Doch im Grunde wäre der notwendige Wandel eben genau diese Stärkung von nachbarschaftlichen Strukturen. Das Ziel kann dabei nur heißen: Gemeinsam die Situation für uns alle zu verbessern. Nicht durch Konzepte von Oben also dem Bezirk, Senat oder Scheinbeteiligungen in exklusiven Stadtteilversammlungen wie in der Vergangenheit beim Quartiersmanagement Projekt «Mensch. Müller».
Immer wieder tun sich Menschen im Wedding zusammen, um sich gemeinsam gegen diese Zustände zu wehren. Einige erinnern sich vielleicht noch an die öffentlichkeitswirksamen Proteste einiger Häuser aus der Koloniestraße gegen Mieterhöhung im Jahr 2015 und auch von der WG aus der Dubliner Straße haben sicher manche schon gehört. Neu gegründet hat sich 2018 das Netzwerk «Zusammen für Wohnraum», das Leute schon vor dem Ernstfall zusammen bringen und Perspektiven erarbeiten möchte.
Netzwerk «Zusammen für Wohnraum»
Auf Anfrage der Redaktion berichtet die aktive Nachbar*in Julia von den bisherigen Treffen:
«Seit dem 3. Netzwerktreffen wird aktiv an der Struktur der Vernetzungstreffen gearbeitet. Neben der Vorstellungsrunde sind nun auch eine kostenlose Mietrechtsberatung und eine Gruppenarbeitsphase Teil des Ablaufs. Abgeschlossen werden die Treffen von einer Feedback-Runde und der Absprache, welche Hausgemeinschaft bzw. Personen nächste Tre en vorbereiten und moderieren.»
Außerdem bekamen wir Auskünfte über die Hintergründe der Treffen:
«Hervorgegangen ist das Netzwerk Zusammen für Wohnraum aus dem Kampf der Hausgemeinschaft AmMa 65 (Eckhäuser der Amsterdamer Straße 14 und Malplaquetstraße 25).

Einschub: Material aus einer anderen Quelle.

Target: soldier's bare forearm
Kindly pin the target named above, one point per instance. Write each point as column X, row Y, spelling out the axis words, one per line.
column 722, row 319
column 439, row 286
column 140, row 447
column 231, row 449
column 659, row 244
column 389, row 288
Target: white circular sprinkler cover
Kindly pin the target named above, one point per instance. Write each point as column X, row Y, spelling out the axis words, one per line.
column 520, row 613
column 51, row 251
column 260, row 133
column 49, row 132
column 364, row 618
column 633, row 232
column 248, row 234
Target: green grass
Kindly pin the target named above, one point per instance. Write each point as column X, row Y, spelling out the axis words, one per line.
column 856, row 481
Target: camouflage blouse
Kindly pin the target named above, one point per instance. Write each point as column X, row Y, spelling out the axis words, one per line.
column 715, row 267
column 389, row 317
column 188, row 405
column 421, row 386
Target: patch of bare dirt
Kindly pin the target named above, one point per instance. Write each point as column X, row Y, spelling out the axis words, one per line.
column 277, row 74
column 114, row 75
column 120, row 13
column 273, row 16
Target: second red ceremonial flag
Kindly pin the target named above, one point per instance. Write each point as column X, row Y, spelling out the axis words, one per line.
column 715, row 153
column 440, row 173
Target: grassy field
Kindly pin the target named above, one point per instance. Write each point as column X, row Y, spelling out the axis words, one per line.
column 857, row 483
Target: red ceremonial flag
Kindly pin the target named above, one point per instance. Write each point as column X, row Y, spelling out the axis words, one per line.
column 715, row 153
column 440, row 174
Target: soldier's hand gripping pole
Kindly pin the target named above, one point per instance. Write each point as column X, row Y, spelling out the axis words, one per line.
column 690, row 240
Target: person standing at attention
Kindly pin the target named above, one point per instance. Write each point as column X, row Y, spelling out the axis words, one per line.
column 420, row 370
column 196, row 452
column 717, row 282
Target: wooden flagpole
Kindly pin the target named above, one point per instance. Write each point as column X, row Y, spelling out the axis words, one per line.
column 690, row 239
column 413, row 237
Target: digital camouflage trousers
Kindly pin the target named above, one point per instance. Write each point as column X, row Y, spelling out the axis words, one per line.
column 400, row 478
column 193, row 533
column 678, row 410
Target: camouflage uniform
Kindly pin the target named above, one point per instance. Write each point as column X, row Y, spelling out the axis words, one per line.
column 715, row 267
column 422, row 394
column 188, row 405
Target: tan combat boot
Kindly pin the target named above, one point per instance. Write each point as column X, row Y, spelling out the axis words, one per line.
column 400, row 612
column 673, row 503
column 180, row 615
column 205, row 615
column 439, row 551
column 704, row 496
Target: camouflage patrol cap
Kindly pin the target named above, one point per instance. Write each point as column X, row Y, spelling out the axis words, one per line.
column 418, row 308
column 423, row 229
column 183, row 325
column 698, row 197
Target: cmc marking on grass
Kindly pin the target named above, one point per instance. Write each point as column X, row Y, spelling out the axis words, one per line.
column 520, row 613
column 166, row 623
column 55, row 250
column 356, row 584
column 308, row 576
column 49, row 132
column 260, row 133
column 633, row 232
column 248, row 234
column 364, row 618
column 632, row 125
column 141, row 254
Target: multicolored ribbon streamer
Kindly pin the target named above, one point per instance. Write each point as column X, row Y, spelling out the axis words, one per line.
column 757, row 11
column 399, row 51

Anders als in vielen anderen Mietshäusern solidarisierten sich die Bewohner*innen bereits ohne akute Bedrohung miteinander: Sie feierten Hoffeste und lernten sich untereinander kennen…»
Um das erworbene Wissen und ihre Erfahrungen mit anderen Mieter*innen und Hausgemeinschaften zu teilen, eine starke und widerständige Mieter*innenselbstorganisierung und Unterstützungsbasis für alle von Verdrängung Betroffenen zu schaffen, initiierten sie das erste Netzwerktreffen.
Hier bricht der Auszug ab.